In other words, you’ll need the underlying stocks to move more than normal, because you’re paying a greater premium than normal.
When buying put options, it’s almost intuitive. As stocks drop, the premiums on put options get juicier.
But, what we may not notice is that call options also get a higher premium than usual.
It’s simply because volatility works in both directions.
When stocks experience a sudden drop like we saw the day after Thanksgiving, if we got a quick rebound, traders would expect it to be bigger than the day-to-day rallies from before.
And in turn, you’ll need to see an even bigger rally to generate a similar gain to a typical bounce in the market.
Learn to Love the Volatility Premium
This doesn’t mean you should avoid trading in volatile markets.

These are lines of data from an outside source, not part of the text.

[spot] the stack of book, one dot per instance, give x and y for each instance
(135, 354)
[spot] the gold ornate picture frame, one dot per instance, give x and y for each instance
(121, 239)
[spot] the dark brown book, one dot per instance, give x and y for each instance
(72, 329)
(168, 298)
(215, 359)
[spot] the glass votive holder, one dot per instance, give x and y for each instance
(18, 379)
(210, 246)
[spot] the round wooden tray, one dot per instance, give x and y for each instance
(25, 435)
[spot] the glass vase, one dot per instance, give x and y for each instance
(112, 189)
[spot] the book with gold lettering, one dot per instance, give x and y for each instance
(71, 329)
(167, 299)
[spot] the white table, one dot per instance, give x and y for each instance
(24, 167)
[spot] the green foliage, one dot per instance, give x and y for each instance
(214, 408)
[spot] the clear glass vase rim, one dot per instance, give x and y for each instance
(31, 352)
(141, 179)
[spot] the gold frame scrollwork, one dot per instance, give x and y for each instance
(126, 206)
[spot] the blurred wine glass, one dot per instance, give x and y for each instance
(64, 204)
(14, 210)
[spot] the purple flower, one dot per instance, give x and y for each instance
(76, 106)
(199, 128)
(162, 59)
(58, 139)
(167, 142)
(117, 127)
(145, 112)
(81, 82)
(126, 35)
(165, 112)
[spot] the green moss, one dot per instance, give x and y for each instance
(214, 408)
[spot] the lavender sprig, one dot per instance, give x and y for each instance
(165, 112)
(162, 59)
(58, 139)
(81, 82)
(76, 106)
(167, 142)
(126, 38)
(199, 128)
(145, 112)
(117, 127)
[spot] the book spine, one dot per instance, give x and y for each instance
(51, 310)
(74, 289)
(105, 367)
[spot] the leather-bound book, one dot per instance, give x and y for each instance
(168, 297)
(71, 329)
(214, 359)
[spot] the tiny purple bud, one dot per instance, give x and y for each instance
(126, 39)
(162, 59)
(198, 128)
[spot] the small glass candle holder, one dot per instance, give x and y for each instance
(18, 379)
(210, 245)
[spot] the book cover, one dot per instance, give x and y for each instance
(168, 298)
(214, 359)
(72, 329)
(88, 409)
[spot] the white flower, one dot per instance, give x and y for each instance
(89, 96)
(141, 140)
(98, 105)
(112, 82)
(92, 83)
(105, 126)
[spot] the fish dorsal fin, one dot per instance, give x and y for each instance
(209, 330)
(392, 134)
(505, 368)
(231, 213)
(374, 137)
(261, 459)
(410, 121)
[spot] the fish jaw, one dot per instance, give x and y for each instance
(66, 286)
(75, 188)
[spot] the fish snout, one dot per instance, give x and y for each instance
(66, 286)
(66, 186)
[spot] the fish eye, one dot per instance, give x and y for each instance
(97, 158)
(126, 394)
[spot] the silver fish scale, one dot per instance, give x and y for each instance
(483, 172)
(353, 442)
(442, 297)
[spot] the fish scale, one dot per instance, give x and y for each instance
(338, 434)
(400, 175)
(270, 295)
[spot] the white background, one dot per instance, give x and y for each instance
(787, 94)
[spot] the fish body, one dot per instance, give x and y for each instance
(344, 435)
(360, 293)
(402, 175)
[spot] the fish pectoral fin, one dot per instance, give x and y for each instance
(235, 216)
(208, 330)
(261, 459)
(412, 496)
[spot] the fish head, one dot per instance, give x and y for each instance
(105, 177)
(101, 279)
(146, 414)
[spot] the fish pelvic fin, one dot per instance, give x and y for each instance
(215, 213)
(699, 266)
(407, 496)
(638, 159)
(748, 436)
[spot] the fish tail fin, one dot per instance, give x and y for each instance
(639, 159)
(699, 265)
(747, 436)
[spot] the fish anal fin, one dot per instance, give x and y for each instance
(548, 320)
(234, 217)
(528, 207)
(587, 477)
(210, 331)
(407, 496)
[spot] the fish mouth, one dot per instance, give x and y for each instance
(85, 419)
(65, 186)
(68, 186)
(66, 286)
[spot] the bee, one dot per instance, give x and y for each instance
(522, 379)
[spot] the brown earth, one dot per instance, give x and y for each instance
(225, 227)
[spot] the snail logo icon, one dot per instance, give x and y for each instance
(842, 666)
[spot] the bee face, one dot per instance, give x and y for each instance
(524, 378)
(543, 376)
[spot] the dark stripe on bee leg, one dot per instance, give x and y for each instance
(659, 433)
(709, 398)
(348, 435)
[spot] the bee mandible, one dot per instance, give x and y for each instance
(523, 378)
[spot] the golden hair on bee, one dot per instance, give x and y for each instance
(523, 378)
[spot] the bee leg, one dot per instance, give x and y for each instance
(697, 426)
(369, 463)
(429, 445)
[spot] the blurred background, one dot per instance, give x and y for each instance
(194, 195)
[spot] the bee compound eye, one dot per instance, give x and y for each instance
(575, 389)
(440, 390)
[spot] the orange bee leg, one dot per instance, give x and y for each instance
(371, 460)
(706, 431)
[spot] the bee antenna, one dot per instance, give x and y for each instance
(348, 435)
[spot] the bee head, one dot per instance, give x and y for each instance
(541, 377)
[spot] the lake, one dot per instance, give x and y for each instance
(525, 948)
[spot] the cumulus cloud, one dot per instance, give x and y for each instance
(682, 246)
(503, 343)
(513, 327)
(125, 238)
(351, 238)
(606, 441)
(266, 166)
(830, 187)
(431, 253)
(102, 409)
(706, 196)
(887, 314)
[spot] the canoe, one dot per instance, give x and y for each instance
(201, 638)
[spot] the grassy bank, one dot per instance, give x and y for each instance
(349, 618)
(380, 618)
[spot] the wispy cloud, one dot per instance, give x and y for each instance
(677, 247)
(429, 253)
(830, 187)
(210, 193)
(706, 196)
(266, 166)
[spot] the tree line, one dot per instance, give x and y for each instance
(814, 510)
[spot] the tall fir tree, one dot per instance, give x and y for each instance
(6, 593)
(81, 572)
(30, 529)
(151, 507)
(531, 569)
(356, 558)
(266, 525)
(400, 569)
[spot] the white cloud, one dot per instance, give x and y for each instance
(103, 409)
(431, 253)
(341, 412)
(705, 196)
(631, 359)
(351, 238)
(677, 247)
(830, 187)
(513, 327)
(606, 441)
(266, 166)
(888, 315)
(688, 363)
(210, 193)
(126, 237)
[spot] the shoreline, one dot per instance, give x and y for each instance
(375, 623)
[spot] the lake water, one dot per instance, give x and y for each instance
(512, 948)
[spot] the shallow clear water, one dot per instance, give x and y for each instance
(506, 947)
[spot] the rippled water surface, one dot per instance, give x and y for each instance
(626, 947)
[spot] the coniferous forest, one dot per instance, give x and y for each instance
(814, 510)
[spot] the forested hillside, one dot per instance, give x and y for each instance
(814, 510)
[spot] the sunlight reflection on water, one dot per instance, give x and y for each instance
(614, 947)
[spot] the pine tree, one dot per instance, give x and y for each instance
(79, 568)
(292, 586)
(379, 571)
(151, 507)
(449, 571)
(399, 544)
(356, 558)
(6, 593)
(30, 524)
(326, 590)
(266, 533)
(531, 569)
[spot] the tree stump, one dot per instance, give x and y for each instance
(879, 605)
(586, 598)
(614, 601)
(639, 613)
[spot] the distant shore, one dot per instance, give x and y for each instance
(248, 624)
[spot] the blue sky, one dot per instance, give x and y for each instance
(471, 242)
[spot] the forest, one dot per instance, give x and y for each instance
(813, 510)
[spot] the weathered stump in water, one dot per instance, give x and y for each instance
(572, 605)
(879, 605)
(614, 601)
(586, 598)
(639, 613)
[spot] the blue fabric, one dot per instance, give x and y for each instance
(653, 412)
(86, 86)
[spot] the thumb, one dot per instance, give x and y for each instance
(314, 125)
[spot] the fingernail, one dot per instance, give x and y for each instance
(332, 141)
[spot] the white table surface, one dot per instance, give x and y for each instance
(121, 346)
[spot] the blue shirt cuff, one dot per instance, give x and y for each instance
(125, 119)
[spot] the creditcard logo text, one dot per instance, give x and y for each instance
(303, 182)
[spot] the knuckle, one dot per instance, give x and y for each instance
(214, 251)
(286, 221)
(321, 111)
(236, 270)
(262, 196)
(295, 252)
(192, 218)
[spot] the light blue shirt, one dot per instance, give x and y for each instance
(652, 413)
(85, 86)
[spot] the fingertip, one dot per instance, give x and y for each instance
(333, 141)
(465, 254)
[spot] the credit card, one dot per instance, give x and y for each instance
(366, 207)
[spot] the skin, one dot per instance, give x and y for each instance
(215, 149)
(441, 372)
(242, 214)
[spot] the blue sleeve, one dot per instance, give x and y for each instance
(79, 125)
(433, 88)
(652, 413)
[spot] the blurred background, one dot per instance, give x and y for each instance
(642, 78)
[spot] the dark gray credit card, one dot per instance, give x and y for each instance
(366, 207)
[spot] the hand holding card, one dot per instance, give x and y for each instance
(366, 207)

Actually, quite the opposite.
Options can provide gains on both sides of the trade, whether you’re buying or selling them. In higher premium markets, where options prices are higher than normal, it may be a great time to sell put options or covered call options to generate income.
And, when scanning the market, you may find some stocks simply aren’t pricing in the extra volatility at the time.
But, at the end of the day, the number one thing we need as options traders are stocks that are on the move. And we get that in volatile markets.
So just be aware of higher options premiums when volatility strikes, and use it to your advantage to spot the best possible opportunities.
Chad Shoop, CMT
Editor, Quick Hit Profits
Chart of the Day:
Just Watch the Channel
It’s time we had a fresh look at one of the cleanest uptrend channels in any market: on the Invesco QQQ Trust (QQQ).
This uptrend channel goes all the way back to September 2020, and QQQ has dutifully traded inside this trend practically ever since.
Every time it’s escaped the channel, it’s quickly rejected back in, either from the upside or downside.
Viewed this way, the recent market volatility in high-growth and tech stocks should really come as no surprise. QQQ escaped the uptrend channel to the upside right before the Thanksgiving holiday, and then it got smacked back into the channel as Omicron fears overtook the market.
If you’re trading options, it’s hard to find a chart giving clearer signals right now. Buy calls at the bottom and puts at the top — minding the volatility premium, as Chad points out — and you have a dead-simple trading plan that makes money.
QQQ is approaching the top of the channel once again, so be prepared to make a move if and when we tag that top blue line, around $407.
If you’re an investor, just sit on your hands. Stocks are in a long, long-term uptrend. For Mike Carr’s money, that uptrend will last several more years, with stocks more than doubling in that span. You don’t want to get spooked out and miss out on that.